支援をお願いするコツは、頼る相手を限定しないこと。一度にたくさんのことを依頼したり、何度も続けたりすれば、相手も嫌になってしまう。それは息子や娘、孫などの身内や仲の良い友人でも同じ。

「相手の得意な分野について少しだけお願いする。そのため相手がどんなことが得意で、どんな頼み方をすれば喜んで協力してくれるのか、想像力を働かせてみましょう」(同)

病気やケガ、災害時のため、食料は2週間分蓄える

 一人暮らしで困るのは、体調を崩したときだ。70歳から持病に悩む人が増えてくる。石川さんは「2週間分ぐらいの食料をストックしておくことで何とかなる」と話す。
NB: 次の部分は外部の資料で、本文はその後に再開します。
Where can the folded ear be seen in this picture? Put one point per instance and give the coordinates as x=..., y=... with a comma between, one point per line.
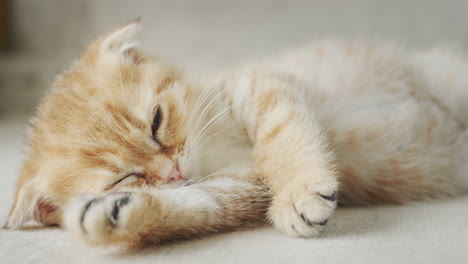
x=32, y=205
x=119, y=45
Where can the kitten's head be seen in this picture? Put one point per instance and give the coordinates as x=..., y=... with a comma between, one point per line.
x=116, y=118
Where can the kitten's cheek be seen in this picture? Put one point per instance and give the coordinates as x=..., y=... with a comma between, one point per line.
x=74, y=212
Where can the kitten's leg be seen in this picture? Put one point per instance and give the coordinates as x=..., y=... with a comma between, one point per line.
x=290, y=152
x=142, y=217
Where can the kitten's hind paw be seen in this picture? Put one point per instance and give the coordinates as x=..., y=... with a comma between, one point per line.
x=303, y=213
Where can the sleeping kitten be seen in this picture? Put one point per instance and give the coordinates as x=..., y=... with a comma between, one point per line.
x=161, y=158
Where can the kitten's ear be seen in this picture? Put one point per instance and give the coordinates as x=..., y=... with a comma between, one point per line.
x=119, y=45
x=31, y=204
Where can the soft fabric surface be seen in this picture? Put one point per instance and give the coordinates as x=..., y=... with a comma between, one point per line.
x=424, y=232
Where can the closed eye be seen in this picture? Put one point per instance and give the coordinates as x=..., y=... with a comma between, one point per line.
x=128, y=177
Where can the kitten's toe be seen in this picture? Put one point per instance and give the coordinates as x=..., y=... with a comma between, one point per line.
x=303, y=213
x=100, y=218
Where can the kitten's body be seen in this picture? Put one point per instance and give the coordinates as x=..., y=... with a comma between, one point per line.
x=267, y=140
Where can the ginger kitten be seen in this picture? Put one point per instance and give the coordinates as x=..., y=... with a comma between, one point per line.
x=161, y=158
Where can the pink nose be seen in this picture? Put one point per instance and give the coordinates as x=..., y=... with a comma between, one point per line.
x=175, y=174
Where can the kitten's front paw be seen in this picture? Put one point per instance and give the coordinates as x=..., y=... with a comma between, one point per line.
x=303, y=212
x=102, y=219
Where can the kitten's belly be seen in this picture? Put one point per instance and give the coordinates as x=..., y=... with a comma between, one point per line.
x=391, y=148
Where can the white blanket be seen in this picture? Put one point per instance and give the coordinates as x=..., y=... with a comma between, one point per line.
x=428, y=232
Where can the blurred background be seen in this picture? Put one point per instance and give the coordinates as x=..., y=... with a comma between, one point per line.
x=38, y=38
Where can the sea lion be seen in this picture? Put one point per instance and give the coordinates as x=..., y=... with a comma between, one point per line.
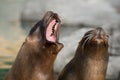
x=37, y=55
x=91, y=58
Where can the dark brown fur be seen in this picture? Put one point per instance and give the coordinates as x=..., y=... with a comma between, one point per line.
x=37, y=55
x=91, y=58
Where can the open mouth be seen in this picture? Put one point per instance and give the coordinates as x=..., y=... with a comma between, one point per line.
x=52, y=29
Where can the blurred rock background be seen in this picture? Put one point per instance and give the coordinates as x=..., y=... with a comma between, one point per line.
x=78, y=16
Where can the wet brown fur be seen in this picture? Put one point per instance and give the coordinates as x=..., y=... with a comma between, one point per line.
x=91, y=58
x=36, y=57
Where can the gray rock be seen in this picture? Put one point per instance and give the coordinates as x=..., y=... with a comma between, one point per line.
x=70, y=44
x=92, y=12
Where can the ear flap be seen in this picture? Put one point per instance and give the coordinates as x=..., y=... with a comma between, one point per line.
x=59, y=46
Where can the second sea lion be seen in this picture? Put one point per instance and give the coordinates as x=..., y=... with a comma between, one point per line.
x=91, y=58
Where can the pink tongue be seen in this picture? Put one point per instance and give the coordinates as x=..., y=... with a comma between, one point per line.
x=50, y=37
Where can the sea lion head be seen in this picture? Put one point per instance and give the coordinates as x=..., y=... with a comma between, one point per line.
x=44, y=36
x=95, y=41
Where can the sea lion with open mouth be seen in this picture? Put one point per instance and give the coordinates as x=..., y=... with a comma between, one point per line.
x=37, y=55
x=91, y=58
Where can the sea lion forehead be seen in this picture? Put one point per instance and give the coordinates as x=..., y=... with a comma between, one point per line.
x=49, y=14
 冷凍食品やレトルト食品などでもいいが、缶詰などそのまま食べられる食料も用意を。病気やケガで外出できなくなったときだけでなく、災害などでスーパーやコンビニなどが利用できないときや、停電や断水などで電気や水が使えないときにも、役立つからだ。

■一軒家より集合住宅、賃貸なら住宅セーフティ、ネット制度を活用

 持ち家の一軒家に住んでいるケースが多い高齢者。一人では掃除や管理が難しくなってくる。そのような場合、シェアハウスとして家の一部を人に貸す、家を売却して高齢者住宅に移り住むといった方法がある。事実、75歳以上になると、要介護認定率が上がり高齢者施設への入所が現実味を帯びてくる。

 高齢者施設で、昨今、注目されているのが「サービス付き高齢者向け住宅(サ高住)」。なかでも、独立行政法人都市再生機構(UR都市機構)や住宅供給公社の空き室をリノベーションして使う、分散型の高齢者施設が人気だ。高齢者だけでなく、いろいろな世代の家族が住んでいるからだ。コラムに登場するヒロコさん、ユキコさんなどの例は参考になるだろう。ちなみに老後の未来年表を見ると、サ高住入居者の平均年齢は82.1歳だ。

 賃貸はどうか。以前は高齢者の一人暮らしは家賃の滞納や孤独死などへの危惧から敬遠されていたが、最近はだいぶ借りやすくなってきたと中澤さんは言う。

「まだ数は非常に少ないですが、昨年から国土交通省が空き家活用などで高齢者の入居を促す『住宅セーフティネット制度』を始めました。自治体やURでも住宅相談に力を入れ始めています」

 これは、新たな住宅セーフティネット法に基づき、高齢者や低額所得者、子育て世帯などの「住宅確保要配慮者」に、事前に登録した民間賃貸住宅や空き家を提供する制度。全国の総登録戸数は3400件弱。大阪府が多く、まだ登録されていない自治体もあるが、注目の制度だろう。

■孤独死は前提。発見を早くするために“介活”を

 最後は孤独死。一人暮らしでは避けて通れない問題だ。2016年に報告された東京都福祉保健局東京都監察医務院の「東京都23区における孤独死統計」によると、15年の65歳以上の孤独死の件数は3127人。年々その数は増えている。孤独死の問題に詳しい淑徳大学総合福祉学部教授の結城康博さんは、「男性が女性の2.5倍にのぼる。独居高齢者の孤独死は今後も増えていくでしょう」と話す。

「孤独死には、突然亡くなるケースと、倒れて具合が悪くなっても助けを呼べないまま亡くなっていくケースの2通りがある。それぞれに対応が必要です」(結城さん)

 前者で重要なのは“1日でも早く発見される”こと、後者で重要なのは、何かあったときにすぐに助けに来てくれる存在。そのためには自治体などの見守りサービスの設置はもちろん、“人に気にされやすい人になっておくこと”が重要だと結城さんは話す。

「気にされやすい人になるためには、仕事でも、ボランティアでも何でもいい、外に出て縁を作ることが大事です。周りから気にされる人になれば、問題となる後者の孤独死は予防できます」(同)

 さらには、「自分が介護される側になったときのことを想定して、準備を始める“介活”を」と結城さんは呼びかける。認知症や骨折などで介護が必要になったらどう介護サービスを使うか。これもひいては孤独死対策になるという。